Matthew Taylor - Barclays Capital, Research Division

And just on geography. This year, you're moving into Japan so that could be a new market for you, as well. Are there other geographies that you've targeted that you haven't moved into, like Eastern Europe last year, that we could see additional growth in?

Taylor C. Harris

Yes. There are definitely new markets and that's a big focus. Japan I would put at the top of the list but we're also planning to move into Latin America this year. We're not expecting much in terms of revenue contribution there. But that -- those are new markets that we're looking at. There are still some opportunities in Eastern Europe. So I do think you'll see a continued flow of new markets for VAD therapy. The -- and Japan, in particular, has significant opportunity long term. Of course, if you look at other major developed medical device therapies, Japan is probably the #2 or #3 market. We think it has similar potential long term. But there's going to be a fair amount of market development activity that has to go into place before that can happen.

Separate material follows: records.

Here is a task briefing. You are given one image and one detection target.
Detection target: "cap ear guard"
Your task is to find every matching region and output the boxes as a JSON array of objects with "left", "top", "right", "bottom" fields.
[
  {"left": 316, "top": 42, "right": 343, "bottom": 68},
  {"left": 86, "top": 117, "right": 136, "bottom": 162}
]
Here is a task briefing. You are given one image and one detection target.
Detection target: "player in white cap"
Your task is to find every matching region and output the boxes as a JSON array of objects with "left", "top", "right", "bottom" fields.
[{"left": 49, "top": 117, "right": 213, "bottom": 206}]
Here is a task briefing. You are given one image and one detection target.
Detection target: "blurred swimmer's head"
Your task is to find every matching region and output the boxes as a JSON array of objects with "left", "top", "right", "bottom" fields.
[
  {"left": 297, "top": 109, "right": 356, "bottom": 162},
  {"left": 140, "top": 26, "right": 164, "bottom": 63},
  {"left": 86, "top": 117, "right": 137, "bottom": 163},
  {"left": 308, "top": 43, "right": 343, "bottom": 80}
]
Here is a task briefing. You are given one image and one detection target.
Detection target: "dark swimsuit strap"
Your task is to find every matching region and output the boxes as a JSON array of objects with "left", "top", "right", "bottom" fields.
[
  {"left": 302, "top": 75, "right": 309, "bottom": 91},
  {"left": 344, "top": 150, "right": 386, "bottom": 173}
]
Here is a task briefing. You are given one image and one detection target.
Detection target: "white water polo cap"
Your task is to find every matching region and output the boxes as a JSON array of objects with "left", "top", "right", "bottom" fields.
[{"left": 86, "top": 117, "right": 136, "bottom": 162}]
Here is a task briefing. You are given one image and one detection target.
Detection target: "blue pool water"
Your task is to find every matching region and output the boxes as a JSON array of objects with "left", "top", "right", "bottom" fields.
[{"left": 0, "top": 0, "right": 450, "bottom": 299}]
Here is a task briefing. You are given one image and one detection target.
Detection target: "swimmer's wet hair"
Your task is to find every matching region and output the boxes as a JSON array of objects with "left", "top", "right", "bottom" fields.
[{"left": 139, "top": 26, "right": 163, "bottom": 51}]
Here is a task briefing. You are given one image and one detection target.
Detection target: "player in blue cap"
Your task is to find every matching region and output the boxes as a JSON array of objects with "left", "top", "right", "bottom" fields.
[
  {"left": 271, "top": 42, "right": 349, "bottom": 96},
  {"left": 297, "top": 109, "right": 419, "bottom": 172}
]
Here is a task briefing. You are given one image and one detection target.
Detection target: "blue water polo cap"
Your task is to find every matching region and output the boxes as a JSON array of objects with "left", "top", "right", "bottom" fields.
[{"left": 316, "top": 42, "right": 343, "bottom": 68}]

Matthew Taylor - Barclays Capital, Research Division

Can you talk about your market development? Because I think maybe that's not well understood in terms of the -- all the programs that you put in place in the U.S. to help support clinicians and support the folks that are helping to look after VAD patients and also fill the referral network. So you've been doing a lot there. Can you just give us kind of an overview on how that may be a competitive advantage for you?

Taylor C. Harris

The key thing is that we have a pretty significant portion of our field team dedicated to market development activities. We call them our MDMs, our market development managers or market development specialists. It's a team of, I think, just over 35 right now. They are -- and they're aligned with implanting centers in a specific geographic territory. So their role is to get out into the community to provide the front-line education of the community cardiologists who are managing heart failure patients. So there's an interaction that they will have alone but then they'll also coordinate interactions between the referral base, as well as the implanting centers. So it's very important -- if someone is going to refer a patient for potential VAD evaluation, they want to know who they're referring that patient to. So it's important to get the surgeon at the implanting center, the cardiologist out seeking to the community. We also focus on bringing patients around into the community. Because one of the big barriers that -- in a patient's mind would be, "Wow, this sounds like a pretty complex therapy. I'm not sure I really want to go through the effort. Is it really going to make me feel that much better?" It is crucial for them to see someone on the therapy thriving, having had his or her symptoms of heart failure diminish or virtually go away through the use of a VAD and to see that it is a therapy that they can live with and maintain a good quality of life. So we have a patient ambassador program that's very active. We had well over 100 patients involved in that last year. We put on symposiums. This year, we're planning on having 3 national-level symposiums for community cardiologists. We do those on a local and regional basis, as well. So that's, I think, the majority of the effort. There's certainly a lot of work going on there.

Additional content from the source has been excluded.